MP-Mat: A 3D-and-Instance-Aware Human Matting and Editing Framework with Multiplane Representation
Journal:
arXiv
Published Date:
Apr 20, 2025
Abstract
Human instance matting aims to estimate an alpha matte for each human
instance in an image, which is challenging as it easily fails in complex cases
requiring disentangling mingled pixels belonging to multiple instances along
hairy and thin boundary structures. In this work, we address this by
introducing MP-Mat, a novel 3D-and-instance-aware matting framework with
multiplane representation, where the multiplane concept is designed from two
different perspectives: scene geometry level and instance level. Specifically,
we first build feature-level multiplane representations to split the scene into
multiple planes based on depth differences. This approach makes the scene
representation 3D-aware, and can serve as an effective clue for splitting
instances in different 3D positions, thereby improving interpretability and
boundary handling ability especially in occlusion areas. Then, we introduce
another multiplane representation that splits the scene in an instance-level
perspective, and represents each instance with both matte and color. We also
treat background as a special instance, which is often overlooked by existing
methods. Such an instance-level representation facilitates both foreground and
background content awareness, and is useful for other down-stream tasks like
image editing.

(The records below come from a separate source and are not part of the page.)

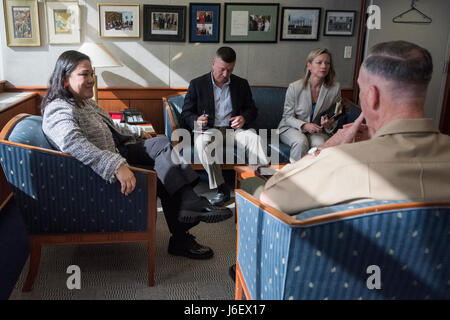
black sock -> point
(223, 188)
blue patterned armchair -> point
(63, 201)
(371, 250)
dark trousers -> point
(156, 154)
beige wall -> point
(175, 64)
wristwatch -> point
(314, 151)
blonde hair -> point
(329, 79)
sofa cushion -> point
(269, 102)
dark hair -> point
(400, 61)
(65, 64)
(227, 54)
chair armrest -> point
(58, 194)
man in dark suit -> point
(223, 101)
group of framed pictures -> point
(244, 22)
(22, 22)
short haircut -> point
(400, 61)
(227, 54)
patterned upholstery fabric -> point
(330, 260)
(28, 131)
(58, 194)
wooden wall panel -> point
(153, 112)
(146, 99)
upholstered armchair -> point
(371, 250)
(64, 202)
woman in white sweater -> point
(303, 124)
(77, 125)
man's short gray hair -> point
(400, 61)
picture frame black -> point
(251, 22)
(300, 24)
(339, 23)
(204, 22)
(164, 23)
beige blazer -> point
(298, 104)
(405, 160)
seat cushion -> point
(29, 131)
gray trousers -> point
(301, 142)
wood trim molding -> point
(2, 85)
(336, 215)
(359, 49)
(444, 125)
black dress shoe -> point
(220, 198)
(186, 246)
(202, 210)
(232, 272)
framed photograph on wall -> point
(300, 23)
(117, 20)
(339, 23)
(63, 22)
(204, 22)
(164, 23)
(22, 23)
(251, 22)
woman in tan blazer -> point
(302, 125)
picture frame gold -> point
(63, 22)
(22, 23)
(119, 20)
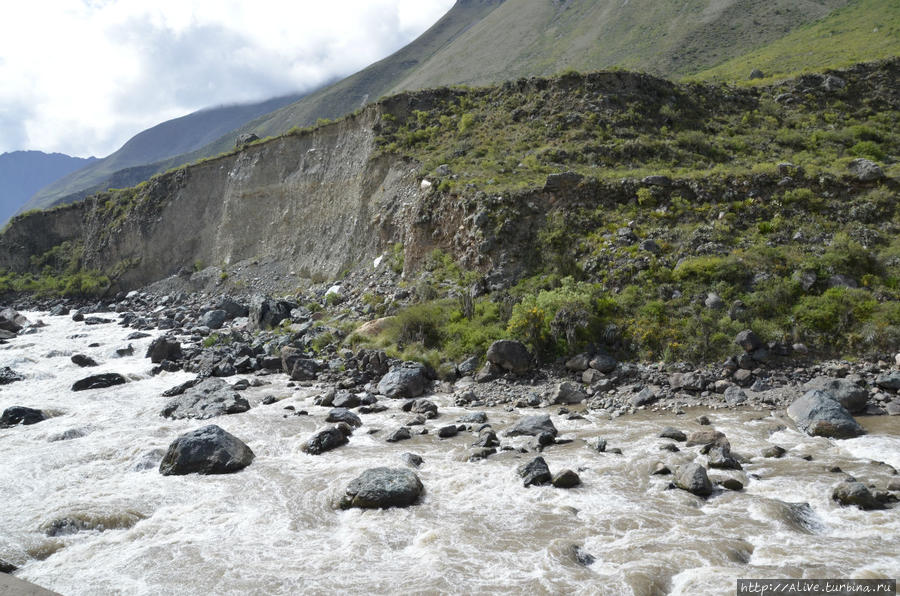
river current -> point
(273, 529)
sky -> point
(81, 77)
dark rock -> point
(748, 340)
(774, 451)
(206, 399)
(535, 472)
(214, 319)
(327, 439)
(8, 375)
(412, 459)
(266, 313)
(693, 478)
(473, 418)
(83, 361)
(20, 415)
(566, 479)
(208, 450)
(380, 488)
(445, 432)
(855, 493)
(818, 414)
(567, 393)
(866, 170)
(404, 381)
(844, 391)
(163, 348)
(401, 434)
(890, 381)
(674, 434)
(533, 426)
(510, 355)
(344, 415)
(100, 381)
(345, 399)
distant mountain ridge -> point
(480, 42)
(135, 160)
(22, 173)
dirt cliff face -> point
(315, 203)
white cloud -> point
(81, 77)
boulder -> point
(855, 493)
(380, 488)
(209, 398)
(265, 313)
(567, 393)
(8, 375)
(673, 433)
(818, 414)
(327, 439)
(83, 361)
(510, 355)
(748, 340)
(163, 348)
(890, 381)
(15, 415)
(208, 450)
(533, 426)
(866, 170)
(535, 472)
(214, 319)
(566, 479)
(344, 415)
(844, 391)
(404, 381)
(604, 363)
(100, 381)
(693, 478)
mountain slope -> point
(22, 173)
(862, 30)
(173, 137)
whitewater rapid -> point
(273, 528)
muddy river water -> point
(273, 528)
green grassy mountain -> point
(482, 42)
(22, 173)
(136, 159)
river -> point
(273, 529)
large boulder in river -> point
(208, 450)
(20, 415)
(855, 493)
(11, 320)
(266, 313)
(533, 426)
(209, 398)
(510, 355)
(163, 348)
(380, 488)
(818, 414)
(693, 478)
(327, 439)
(845, 392)
(101, 381)
(407, 380)
(8, 375)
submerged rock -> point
(533, 426)
(208, 450)
(380, 488)
(818, 414)
(16, 415)
(207, 399)
(693, 478)
(100, 381)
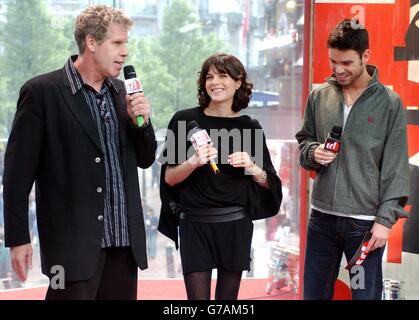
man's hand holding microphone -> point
(138, 107)
(325, 153)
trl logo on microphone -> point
(332, 145)
(199, 138)
(133, 85)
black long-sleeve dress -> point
(225, 245)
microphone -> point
(333, 139)
(133, 85)
(200, 137)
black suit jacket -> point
(54, 142)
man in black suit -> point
(75, 136)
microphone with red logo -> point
(333, 139)
(200, 137)
(133, 85)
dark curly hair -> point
(228, 64)
(349, 36)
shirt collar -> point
(76, 81)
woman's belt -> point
(212, 215)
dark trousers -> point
(115, 278)
(328, 237)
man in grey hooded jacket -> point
(360, 190)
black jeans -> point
(328, 237)
(115, 278)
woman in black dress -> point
(214, 212)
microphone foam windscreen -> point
(129, 72)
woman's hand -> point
(203, 154)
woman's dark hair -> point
(228, 64)
(349, 35)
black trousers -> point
(115, 278)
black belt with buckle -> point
(213, 215)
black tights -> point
(198, 285)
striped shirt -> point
(103, 112)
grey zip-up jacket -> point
(370, 175)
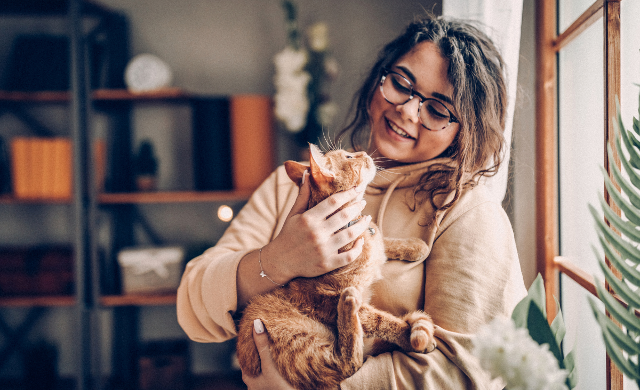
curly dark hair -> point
(476, 71)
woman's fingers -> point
(345, 236)
(269, 377)
(348, 214)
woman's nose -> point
(409, 110)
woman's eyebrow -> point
(412, 78)
(442, 97)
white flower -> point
(318, 36)
(331, 67)
(510, 353)
(291, 81)
(290, 60)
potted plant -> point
(622, 251)
(146, 167)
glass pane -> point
(630, 69)
(581, 153)
(570, 10)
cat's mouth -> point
(398, 130)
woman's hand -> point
(269, 377)
(308, 244)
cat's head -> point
(334, 171)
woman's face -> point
(396, 130)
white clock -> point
(146, 72)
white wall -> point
(521, 193)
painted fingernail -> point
(257, 326)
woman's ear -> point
(295, 170)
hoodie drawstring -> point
(385, 199)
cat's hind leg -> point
(350, 333)
(408, 249)
(414, 332)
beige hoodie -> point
(472, 274)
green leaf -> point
(627, 367)
(570, 364)
(535, 294)
(540, 332)
(626, 227)
(629, 273)
(626, 250)
(617, 310)
(622, 340)
(619, 286)
(624, 185)
(633, 175)
(632, 213)
(618, 126)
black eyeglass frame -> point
(413, 92)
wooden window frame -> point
(548, 46)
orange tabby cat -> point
(316, 325)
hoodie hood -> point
(403, 176)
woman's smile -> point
(397, 132)
(395, 129)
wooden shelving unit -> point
(166, 299)
(38, 301)
(145, 197)
(99, 95)
(173, 197)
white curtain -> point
(502, 20)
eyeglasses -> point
(397, 90)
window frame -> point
(549, 43)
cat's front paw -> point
(422, 337)
(350, 301)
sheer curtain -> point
(502, 21)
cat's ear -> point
(319, 172)
(295, 170)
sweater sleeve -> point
(472, 275)
(207, 295)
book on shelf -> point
(233, 142)
(252, 140)
(42, 168)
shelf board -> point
(173, 197)
(164, 299)
(123, 94)
(98, 94)
(44, 301)
(48, 7)
(10, 199)
(145, 197)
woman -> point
(432, 112)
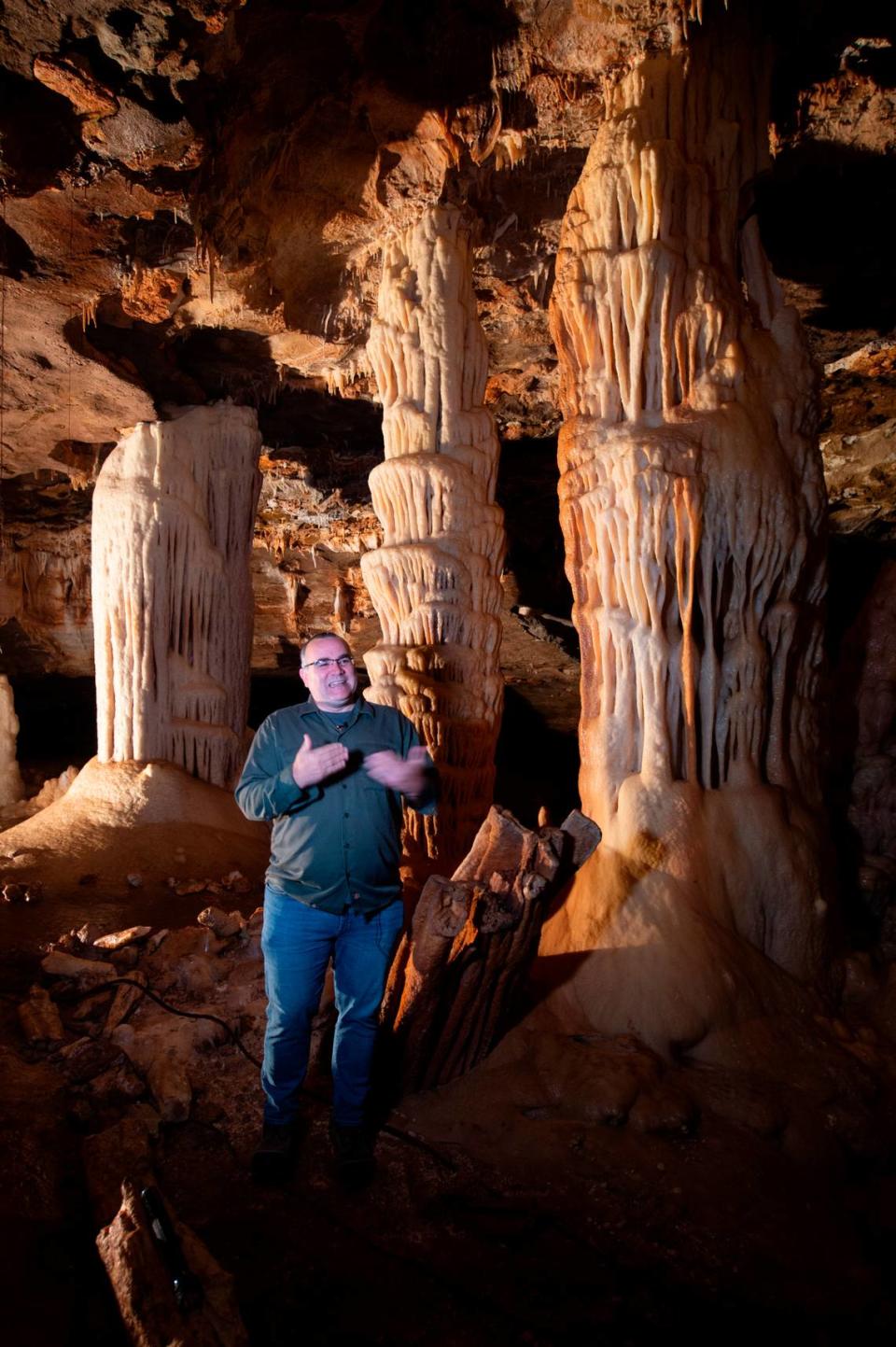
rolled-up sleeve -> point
(266, 788)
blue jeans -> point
(298, 942)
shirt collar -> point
(358, 708)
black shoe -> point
(353, 1152)
(273, 1158)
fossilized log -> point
(436, 581)
(692, 500)
(471, 940)
(143, 1285)
(173, 519)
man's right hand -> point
(313, 765)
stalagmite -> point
(692, 501)
(11, 787)
(436, 581)
(173, 517)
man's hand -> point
(312, 765)
(404, 775)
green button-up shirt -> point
(339, 844)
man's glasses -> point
(343, 662)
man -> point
(330, 774)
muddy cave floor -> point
(550, 1230)
(504, 1225)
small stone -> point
(222, 923)
(125, 998)
(39, 1018)
(118, 939)
(87, 1058)
(88, 1006)
(172, 1088)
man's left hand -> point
(404, 775)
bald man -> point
(331, 775)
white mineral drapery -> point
(173, 520)
(436, 581)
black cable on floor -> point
(236, 1040)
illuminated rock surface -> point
(436, 580)
(173, 516)
(692, 498)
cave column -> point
(11, 787)
(692, 500)
(436, 581)
(173, 522)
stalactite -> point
(436, 581)
(692, 498)
(173, 519)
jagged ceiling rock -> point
(288, 137)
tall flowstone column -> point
(11, 787)
(692, 500)
(173, 520)
(436, 581)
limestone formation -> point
(436, 581)
(173, 519)
(692, 500)
(11, 787)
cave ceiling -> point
(194, 198)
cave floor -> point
(583, 1234)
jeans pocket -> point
(388, 923)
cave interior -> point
(547, 353)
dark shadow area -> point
(17, 259)
(441, 52)
(45, 498)
(38, 133)
(527, 492)
(339, 440)
(853, 566)
(57, 721)
(137, 353)
(535, 764)
(814, 38)
(816, 234)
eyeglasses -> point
(343, 662)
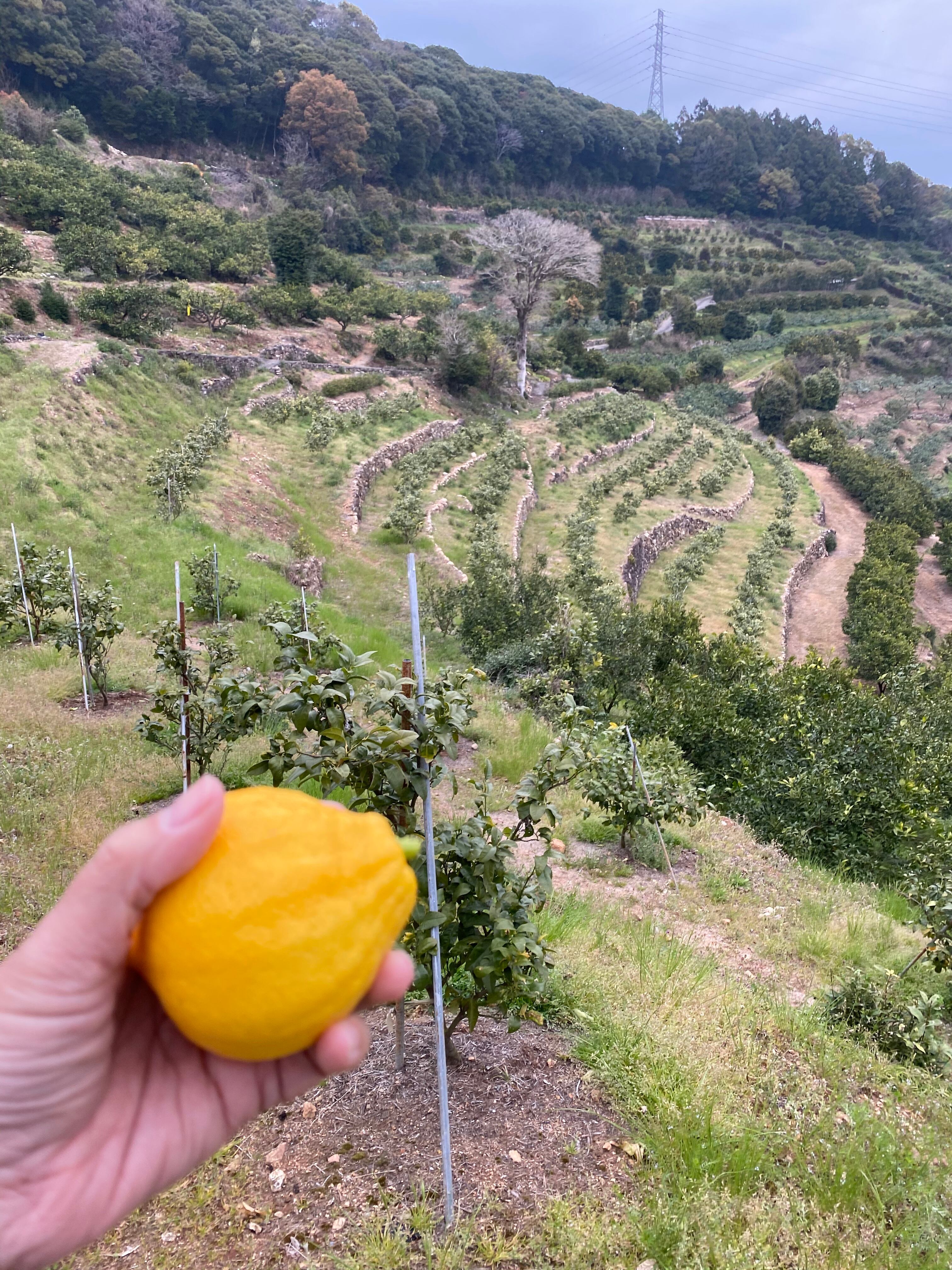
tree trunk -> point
(522, 346)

Once built, the representation can be reused to realize
controllable instance-level image editing with high efficiency. Extensive
experiments validate the clear advantage of MP-Mat in matting task. We also
demonstrate its superiority in image editing tasks, an area under-explored by
existing matting-focused methods, where our approach under zero-shot inference
even outperforms trained specialized image editing techniques by large margins.
Code is open-sourced at https://github.com/JiaoSiyi/MPMat.git}.